Les pionniers du journalisme électronique ont longtemps raconté cette plaisanterie en s'identifiant au chauffeur. Car leurs confrères des autres médias, leurs fournisseurs, et même leurs actionnaires et leurs collaborateurs ont fantasmé sur ce que livrait la presse en ligne. Pour les uns, c'étaient des journaux distribués de façon plus rapide. Pour d'autres, c'était le signal d'une radio ou d'une télévision libérées des ondes et de l'obligation de diffuser en continu. Pour d'autres encore c'était, directement du producteur au consommateur, les informations des agences de presse. Pour d'autres enfin, c'était un simple ajout aux listes des nouvelles les plus consultées que Google ou Yahoo! remettent à jour sans cesse.

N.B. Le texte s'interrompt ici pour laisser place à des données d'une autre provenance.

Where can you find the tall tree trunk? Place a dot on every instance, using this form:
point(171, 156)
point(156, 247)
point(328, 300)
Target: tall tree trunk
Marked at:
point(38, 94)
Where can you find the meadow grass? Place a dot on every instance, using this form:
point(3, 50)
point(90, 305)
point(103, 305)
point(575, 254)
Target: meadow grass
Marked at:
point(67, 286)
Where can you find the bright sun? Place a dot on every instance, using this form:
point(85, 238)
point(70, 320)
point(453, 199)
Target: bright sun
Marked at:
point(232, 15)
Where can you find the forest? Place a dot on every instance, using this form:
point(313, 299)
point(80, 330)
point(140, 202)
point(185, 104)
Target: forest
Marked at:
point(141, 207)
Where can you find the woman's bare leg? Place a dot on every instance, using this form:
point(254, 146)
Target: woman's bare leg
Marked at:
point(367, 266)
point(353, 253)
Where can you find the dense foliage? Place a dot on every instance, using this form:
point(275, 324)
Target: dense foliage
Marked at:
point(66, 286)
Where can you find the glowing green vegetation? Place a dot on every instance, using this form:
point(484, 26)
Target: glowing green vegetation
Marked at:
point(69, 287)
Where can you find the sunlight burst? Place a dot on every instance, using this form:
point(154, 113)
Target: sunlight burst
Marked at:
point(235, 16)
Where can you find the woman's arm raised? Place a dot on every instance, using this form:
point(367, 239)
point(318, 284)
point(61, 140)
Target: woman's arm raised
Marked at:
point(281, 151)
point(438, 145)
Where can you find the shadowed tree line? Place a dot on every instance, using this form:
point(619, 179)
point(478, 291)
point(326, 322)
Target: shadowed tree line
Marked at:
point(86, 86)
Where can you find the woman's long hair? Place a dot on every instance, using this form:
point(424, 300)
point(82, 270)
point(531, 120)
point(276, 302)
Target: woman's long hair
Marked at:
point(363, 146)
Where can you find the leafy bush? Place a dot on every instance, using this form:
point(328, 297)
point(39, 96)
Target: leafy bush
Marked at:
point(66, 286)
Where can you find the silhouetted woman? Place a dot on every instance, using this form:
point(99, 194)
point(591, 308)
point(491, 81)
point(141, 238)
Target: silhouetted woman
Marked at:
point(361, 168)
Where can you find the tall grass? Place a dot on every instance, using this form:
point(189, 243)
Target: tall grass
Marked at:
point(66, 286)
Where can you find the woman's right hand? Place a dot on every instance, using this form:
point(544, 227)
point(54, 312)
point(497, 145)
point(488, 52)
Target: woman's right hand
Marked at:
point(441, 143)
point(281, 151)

Souvent une malédiction s'ajoutait à la cargaison. Des cerbères de l'éthique prédisaient la vente en ligne de places de spectacle dans les rubriques Culture et l'apparition de courtiers dans celles de Finances. Des lettrés voyaient dans les journalistes du nouveau média des apprentis sorciers en passe de tuer l'imprimé. Et des paranoïaques
décelaient derrière les sites de presse un « Big Brother » résidant à Washington, une mondialisation de l'information au service des multinationales ou la promotion d'une utopie libertaire confondant cyberespace et lieu de liberté.

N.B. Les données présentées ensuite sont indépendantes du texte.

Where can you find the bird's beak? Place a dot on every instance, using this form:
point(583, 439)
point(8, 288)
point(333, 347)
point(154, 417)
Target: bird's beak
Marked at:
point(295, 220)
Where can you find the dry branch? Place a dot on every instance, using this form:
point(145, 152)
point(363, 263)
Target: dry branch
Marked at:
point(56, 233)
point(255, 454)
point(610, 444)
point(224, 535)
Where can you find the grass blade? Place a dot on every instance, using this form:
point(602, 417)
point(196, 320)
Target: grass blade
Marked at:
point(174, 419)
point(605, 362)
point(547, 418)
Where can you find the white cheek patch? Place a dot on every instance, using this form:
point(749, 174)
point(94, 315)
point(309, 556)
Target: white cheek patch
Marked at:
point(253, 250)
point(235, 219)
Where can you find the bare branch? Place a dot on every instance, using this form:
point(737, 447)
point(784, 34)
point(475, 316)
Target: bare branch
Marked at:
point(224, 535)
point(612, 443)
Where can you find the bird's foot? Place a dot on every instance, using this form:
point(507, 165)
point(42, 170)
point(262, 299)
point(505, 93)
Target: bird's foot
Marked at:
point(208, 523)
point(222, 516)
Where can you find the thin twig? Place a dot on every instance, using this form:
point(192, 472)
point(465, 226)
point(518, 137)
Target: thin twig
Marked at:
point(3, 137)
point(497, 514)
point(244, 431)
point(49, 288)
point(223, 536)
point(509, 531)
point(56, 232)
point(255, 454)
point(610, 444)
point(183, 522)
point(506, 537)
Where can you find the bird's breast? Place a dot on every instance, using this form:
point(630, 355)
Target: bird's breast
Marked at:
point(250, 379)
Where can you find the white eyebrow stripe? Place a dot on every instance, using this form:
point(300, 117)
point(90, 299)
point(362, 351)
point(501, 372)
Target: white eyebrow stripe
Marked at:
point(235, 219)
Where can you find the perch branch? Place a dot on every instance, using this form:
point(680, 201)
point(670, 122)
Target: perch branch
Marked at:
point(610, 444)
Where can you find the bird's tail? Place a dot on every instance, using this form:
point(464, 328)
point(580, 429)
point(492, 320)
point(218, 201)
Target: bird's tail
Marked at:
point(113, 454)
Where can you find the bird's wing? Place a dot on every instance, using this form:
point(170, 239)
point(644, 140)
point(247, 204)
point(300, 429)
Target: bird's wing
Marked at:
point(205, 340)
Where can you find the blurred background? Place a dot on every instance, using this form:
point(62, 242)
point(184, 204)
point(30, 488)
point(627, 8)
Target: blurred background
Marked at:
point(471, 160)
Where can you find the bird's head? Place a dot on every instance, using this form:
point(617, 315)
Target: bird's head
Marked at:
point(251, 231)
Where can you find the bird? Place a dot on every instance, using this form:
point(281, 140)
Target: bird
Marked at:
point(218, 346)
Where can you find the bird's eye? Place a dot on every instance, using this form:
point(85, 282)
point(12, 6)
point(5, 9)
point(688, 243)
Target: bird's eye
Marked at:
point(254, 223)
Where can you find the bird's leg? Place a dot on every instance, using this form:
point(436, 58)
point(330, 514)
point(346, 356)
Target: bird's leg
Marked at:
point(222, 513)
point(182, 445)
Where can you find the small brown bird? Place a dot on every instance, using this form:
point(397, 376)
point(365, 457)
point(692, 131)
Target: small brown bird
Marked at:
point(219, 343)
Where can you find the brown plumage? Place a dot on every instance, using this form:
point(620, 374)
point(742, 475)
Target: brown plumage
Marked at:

Ce regard biaisé, qui présume d'une cargaison et ne voit pas le camion qui la transporte, c'est le déficit de reconnaissance du journalisme en ligne. On ignore combien son activité est spécifique. Les sites qui diffusent de la musique, vendent des voyages ou mènent des enchères, proposent d'écouter la même musique que sur le CD acheté chez un disquaire, de monter dans le même train ou le même avion qu'avec un billet acquis dans une agence ou d'acheter le même objet qu'adjuge un commissaire-priseur. Les sites d'information échappent à cette similitude. Ce qu'ils mettent en ligne ne se confond pas avec ce qu'offre le journalisme avec le livre, le journal, le cinéma, la radio et la télévision.

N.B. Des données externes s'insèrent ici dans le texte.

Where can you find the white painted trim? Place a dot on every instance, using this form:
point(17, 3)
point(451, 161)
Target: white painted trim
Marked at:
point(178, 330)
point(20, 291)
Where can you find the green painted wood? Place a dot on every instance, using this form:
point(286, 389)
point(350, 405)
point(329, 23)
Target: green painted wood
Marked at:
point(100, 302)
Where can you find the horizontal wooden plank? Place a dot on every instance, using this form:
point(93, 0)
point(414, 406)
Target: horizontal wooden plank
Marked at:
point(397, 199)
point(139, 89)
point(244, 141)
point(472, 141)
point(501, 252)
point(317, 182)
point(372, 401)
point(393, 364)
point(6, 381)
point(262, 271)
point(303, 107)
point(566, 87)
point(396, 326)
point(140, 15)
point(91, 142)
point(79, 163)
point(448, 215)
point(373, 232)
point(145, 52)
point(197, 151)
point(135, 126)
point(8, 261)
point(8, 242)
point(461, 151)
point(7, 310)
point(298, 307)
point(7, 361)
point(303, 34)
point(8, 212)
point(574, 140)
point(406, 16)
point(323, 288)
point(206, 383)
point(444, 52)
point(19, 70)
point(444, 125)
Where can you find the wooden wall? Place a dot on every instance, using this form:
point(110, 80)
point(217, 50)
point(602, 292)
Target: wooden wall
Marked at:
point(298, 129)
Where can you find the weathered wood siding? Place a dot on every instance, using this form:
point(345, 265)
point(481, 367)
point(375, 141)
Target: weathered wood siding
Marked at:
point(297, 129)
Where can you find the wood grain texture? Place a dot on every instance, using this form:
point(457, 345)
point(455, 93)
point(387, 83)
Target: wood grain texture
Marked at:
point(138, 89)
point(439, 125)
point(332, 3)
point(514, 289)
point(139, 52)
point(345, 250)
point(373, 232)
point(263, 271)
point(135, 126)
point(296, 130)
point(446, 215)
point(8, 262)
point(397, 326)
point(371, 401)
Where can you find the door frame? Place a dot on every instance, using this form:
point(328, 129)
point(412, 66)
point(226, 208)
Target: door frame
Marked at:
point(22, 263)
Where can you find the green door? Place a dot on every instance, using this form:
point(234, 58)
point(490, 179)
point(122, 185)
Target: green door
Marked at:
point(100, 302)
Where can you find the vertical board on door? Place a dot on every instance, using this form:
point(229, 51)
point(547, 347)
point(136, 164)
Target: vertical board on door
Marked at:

Une presse neuve est née sur Internet, avec son identité, son langage et une croissance si vive que ses concurrents s'en sont défiés. La crainte de perdre des lecteurs au profit des sites d'information est devenue la routine des journaux avant que les médias audiovisuels s'inquiètent à leur
tour. Ce jeu à somme nulle où une presse gagnerait en audience et en recettes publicitaires ce que l'autre perd est pourtant une vue fausse, étroite, sans portée, d'une rupture historique.
Comme d'autres corporations confrontées à une révolution technologique, le journalisme s'aveugle. Il veut croire qu'un siège supplémentaire tendu à Internet suffira pour que les mêmes médias de masse prennent place autour de la même table de l'information et jouent la même partie devant une audience muette. La première décennie du journalisme en ligne balaie cette illusion. Internet n'est pas un support de plus; c'est la fin du journalisme tel qu'il a vécu jusqu'ici. Soumis à l'omniprésence d'un média neuf, peu à peu dépouillé de la concurrence entre ses divers supports, il révise chaque jour un peu plus sa relation avec l'audience. La presse n'a pas entamé un nouveau chapitre de son Histoire, mais bien une autre Histoire, sous le régime d'Internet.
Au début du XXIe siècle, c'est à l'aune du terrorisme que se lit un impact médiatique. Les attaques meurtrières menées en moins d'un lustre contre New York, Madrid et Londres ont à chaque fois exposé le champ d'action d'Internet, la forme et l'influence des informations qui y circulent. Chacun de ces trois remous du monde a donné la mesure du réseau mondial désormais devenu la référence des médias.